Like micro-organisms, tumor cells are proliferating out of control of the host. Like micro-organisms, this proliferation rate brings with it the potential for new mutations to develop. Like antibiotics applied to infectious agents, the use of chemotherapy drugs and immune responses can kill many cells, but can select out those which are resistant, and the resistant cells will continue to proliferate. Resistant cells may not express the original tumor antigen, or they may not express class I MHC molecules. Tumor cells may produce cytokines that suppress immune responses.

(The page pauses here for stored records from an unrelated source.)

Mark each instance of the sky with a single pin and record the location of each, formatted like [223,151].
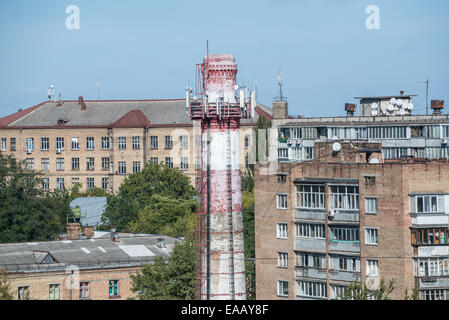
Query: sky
[148,49]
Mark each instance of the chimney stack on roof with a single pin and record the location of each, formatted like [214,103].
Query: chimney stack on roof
[81,103]
[73,231]
[350,109]
[437,106]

The goal of immunotherapy is to target the abnormal cells specifically with a highly directed imune response, which would not damage normal cells. This would avoid the problems with chemotherapy and radiation therapy, both of which are directed at tumor cells, but also damage normal cells to some extent. The immune response would also seek out the tumor cells, regardless of location. The would avoid the problem with surgery, where success is measured by the ability to dissect around the tumor and remove it all, which is dependent upon tumor size, borders, and location.
- Case Presentation:
- History: A 50 year old woman has a routine checkup at which time her physician palpates a right breast lump. This lump is about 2 cm in size and is quite firm but non-tender. There is no palpable axillary lymphadenopathy. She has no other physical examination findings of note. She remembers that a paternal aunt had a breast cancer diagnosed at about her age, and she is quite concerned about the lump.
- What can you do next?
- A fine needle aspirate of the lump can be performed, or an excisional biopsy. A fine needle aspirate can be performed quickly and safely to obtain a working diagnosis. The FNA yields cells consistent with carcinoma. This is followed by lumpectomy with axillary node sampling. The tissue diagnosis is infiltrating ductal carcinoma, and none of the three nodes obtained shows evidence for carcinoma.

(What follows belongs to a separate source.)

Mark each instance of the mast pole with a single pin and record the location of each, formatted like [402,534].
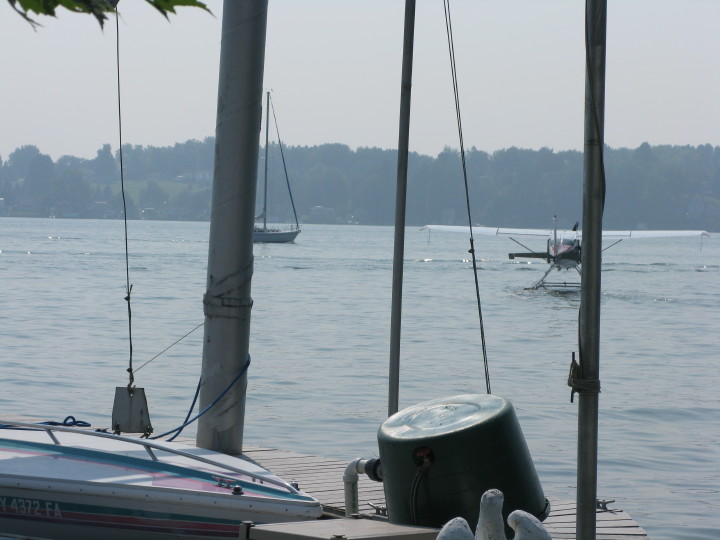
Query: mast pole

- What else can be done with the tissue?
- One can determine hormone receptor status and HER2 status that will give an indication of potential useful therapies. One can do flow cytometry to give an indication of the biologic behavior of the tumor. Immunohistochemical staining of the tumor shows that the cells are negative for estrogen and progesterone receptor but positive for HER2. By flow cytometry, the cells show a high S-phase with a moderate degree of aneuploidy.
- What is the significance of these findings?

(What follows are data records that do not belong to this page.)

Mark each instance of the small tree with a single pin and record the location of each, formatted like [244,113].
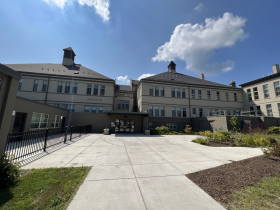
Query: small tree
[234,122]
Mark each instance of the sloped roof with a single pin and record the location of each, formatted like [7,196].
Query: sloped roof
[185,79]
[58,69]
[11,72]
[123,87]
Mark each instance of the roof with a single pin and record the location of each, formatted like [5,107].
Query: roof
[123,87]
[261,79]
[70,49]
[58,69]
[6,70]
[185,79]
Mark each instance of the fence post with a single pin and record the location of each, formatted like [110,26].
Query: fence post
[65,137]
[46,138]
[71,133]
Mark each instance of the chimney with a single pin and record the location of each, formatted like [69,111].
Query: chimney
[172,67]
[201,76]
[275,68]
[232,84]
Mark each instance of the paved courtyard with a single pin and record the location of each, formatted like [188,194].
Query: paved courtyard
[133,171]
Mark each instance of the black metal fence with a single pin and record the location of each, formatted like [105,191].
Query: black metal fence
[25,144]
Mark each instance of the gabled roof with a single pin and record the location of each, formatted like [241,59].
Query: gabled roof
[58,69]
[12,73]
[123,87]
[184,79]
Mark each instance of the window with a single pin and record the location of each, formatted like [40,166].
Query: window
[100,109]
[249,94]
[60,87]
[235,96]
[75,88]
[102,90]
[266,91]
[200,112]
[162,91]
[156,111]
[20,84]
[151,125]
[55,121]
[178,112]
[256,94]
[199,94]
[269,110]
[173,111]
[277,88]
[35,86]
[151,92]
[194,111]
[218,95]
[67,87]
[193,94]
[259,111]
[64,106]
[95,90]
[156,91]
[86,109]
[72,108]
[171,126]
[208,95]
[39,120]
[183,93]
[227,98]
[89,86]
[151,110]
[93,109]
[172,92]
[162,111]
[184,112]
[178,93]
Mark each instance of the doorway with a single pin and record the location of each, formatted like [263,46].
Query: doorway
[124,126]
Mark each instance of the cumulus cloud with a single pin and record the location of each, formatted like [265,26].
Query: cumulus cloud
[123,80]
[198,7]
[101,6]
[144,76]
[196,44]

- The lack of ER and PR receptors suggests that hormonal treatment with a drug such as tamoxifen will not have significant benefit. However, the positive HER2 status suggests that use of the monoclonal antibody trastuzumab will be of benefit. The moderate aneuploidy and high S-phase suggest that the tumor will have some aggressiveness.
- Explain the biology of these findings.
- About a third of breast cancers have a mutation in the oncogene known as HER2/neu (c-erb B2). The HER2 gene encodes for an epithelial growth factor receptor on the cell membrane that stimulates cellular proliferation. Normal cells do not express this gene product. There is a correlation between HER-2 positivity and high nuclear grade and aneuploidy in the carcinoma cells. The drug trastuzumab is a monoclonal antibody directed against HER-2 positive breast cancer cells. This same form of therapy has also been applied to viral infections.